19 Although there is some authority to the effect that a court administering purely common law principles has limited power to make a conditional award of damages,[10] there are circumstances where a court administering both equity and common law where an award of damages will bring about some injustice, an award may be made contingent upon some future event.[11] This Court has jurisdiction in equity.[12]
[10]Blundell v Musgrave (1956) 96 CLR 73 at 94 per Fullagar J
[11]Demetrios v Gikas Dry Cleaning Industries Pty Ltd & Ors (1991) 22 NSWLR 561 at 571, 573, 574
[12]Section 31 of the Supreme Court Act 1986
20 In my view, it is permissible in the circumstances which face Direxa in these proceedings to fashion orders upon judgment which:
(a) contemplate the prospect of the workers bringing common law proceedings for damages;
(b) adjusting factor C in the formula prescribed by s138(3)(b) should that occur;
(c) if necessary, adjusting the amount paid, or to be paid pursuant to s138(3)(a) at some future time when (and if) the VWA makes a claim upon Direxa pursuant to the indemnity.
21 I have drawn orders to that effect, and will hear from the parties as to any “fine tuning” which may be appropriate.
22 Further, it appears to me to be appropriate to grant liberty to the parties to apply in the event there is an amount paid by Direxa to one of the workers in a claim for damages. The purpose for such an order is to allow any difficulties with the operation of the formula to be reviewed, but also to specifically address a situation where Direxa pays any amount in the future to the VWA pursuant to the indemnity, and then at some later time, it pays an amount to one of the workers pursuant to a judgment or settlement. That is, there is no opportunity to adjust payments already made pursuant to the indemnity, at that time. In those circumstances, it would be appropriate for the matter to come back to the court for further consideration and an adjustment to the amount paid by Direxa, if necessary.

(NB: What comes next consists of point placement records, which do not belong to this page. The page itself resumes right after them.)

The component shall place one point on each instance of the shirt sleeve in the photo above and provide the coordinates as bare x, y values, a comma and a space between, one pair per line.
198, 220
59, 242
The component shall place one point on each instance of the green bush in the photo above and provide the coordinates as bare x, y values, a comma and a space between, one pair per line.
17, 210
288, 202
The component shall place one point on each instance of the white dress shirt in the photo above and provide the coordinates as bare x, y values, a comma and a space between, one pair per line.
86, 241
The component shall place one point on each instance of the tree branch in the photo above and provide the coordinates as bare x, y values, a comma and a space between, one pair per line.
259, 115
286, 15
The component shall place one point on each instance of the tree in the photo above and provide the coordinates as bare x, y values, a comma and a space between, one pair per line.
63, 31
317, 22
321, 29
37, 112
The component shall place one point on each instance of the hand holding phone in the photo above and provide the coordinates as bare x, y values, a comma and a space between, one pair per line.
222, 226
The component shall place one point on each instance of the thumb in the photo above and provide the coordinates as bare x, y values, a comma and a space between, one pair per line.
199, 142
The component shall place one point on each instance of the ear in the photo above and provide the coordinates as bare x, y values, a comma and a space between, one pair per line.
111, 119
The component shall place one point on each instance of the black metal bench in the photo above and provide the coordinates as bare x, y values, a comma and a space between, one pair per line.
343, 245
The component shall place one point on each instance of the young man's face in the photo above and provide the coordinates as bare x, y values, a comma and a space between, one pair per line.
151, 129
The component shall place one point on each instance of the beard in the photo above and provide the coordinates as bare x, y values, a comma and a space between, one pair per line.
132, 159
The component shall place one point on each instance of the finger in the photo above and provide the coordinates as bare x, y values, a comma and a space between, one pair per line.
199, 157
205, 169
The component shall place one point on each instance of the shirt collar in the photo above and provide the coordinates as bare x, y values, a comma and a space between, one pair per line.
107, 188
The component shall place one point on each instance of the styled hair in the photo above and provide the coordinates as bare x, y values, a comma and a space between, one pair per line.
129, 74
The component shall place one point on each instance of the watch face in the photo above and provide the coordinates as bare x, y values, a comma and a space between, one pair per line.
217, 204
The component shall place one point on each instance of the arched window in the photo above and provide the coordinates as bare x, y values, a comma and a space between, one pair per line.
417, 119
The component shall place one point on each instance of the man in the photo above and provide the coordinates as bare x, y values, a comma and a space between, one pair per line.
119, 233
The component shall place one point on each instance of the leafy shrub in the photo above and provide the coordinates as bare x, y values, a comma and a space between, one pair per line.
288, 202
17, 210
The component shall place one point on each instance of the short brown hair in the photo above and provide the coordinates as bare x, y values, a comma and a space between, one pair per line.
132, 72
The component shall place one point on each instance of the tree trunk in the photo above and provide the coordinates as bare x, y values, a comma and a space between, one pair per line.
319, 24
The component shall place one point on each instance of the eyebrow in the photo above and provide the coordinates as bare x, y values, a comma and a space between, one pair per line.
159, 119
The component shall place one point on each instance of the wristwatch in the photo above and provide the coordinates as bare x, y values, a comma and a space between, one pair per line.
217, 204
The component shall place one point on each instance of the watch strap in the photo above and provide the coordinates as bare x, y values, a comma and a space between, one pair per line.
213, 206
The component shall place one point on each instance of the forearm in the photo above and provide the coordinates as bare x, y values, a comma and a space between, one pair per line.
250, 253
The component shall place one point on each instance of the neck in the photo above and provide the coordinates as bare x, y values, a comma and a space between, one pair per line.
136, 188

23 In his submissions, Mr Titshall raised the issue as to costs. I was informed that the parties have filed one or several offers of compromise, and the costs to which either VWA or Direxa may be entitled could alter dependent upon the outcome of the formula, after the conclusion of the workers’ common law proceedings. Put another way, Direxa may have a right to costs under its offer of compromise, depending upon the outcome of the workers’ common law claim. I note in the proposed orders submitted by the VWA, it seeks costs on a party-party basis up to the date of an offer of compromise and thereafter on an indemnity basis, together with certification for Senior Counsel, and various other consequent orders. In my view, it is appropriate to award costs to the VWA as it proposes. The offer of compromise made by each party must have been made in contemplation of the fact that neither worker had brought common law proceedings. Each knew they faced, at the conclusion of the recovery proceedings, the application of the formula set forth in s138(3)(b) where factor C was zero. Were one or other of the workers to bring common law proceedings after the offers of compromise, then further offers could have been filed.
24 Again, the VWA was entitled to bring the recovery proceedings and has a statutory right as to payment of compensation and indemnity as provided by s138. It was largely successful in those proceedings, and should be entitled to recover costs. I propose to make costs orders along the lines sought.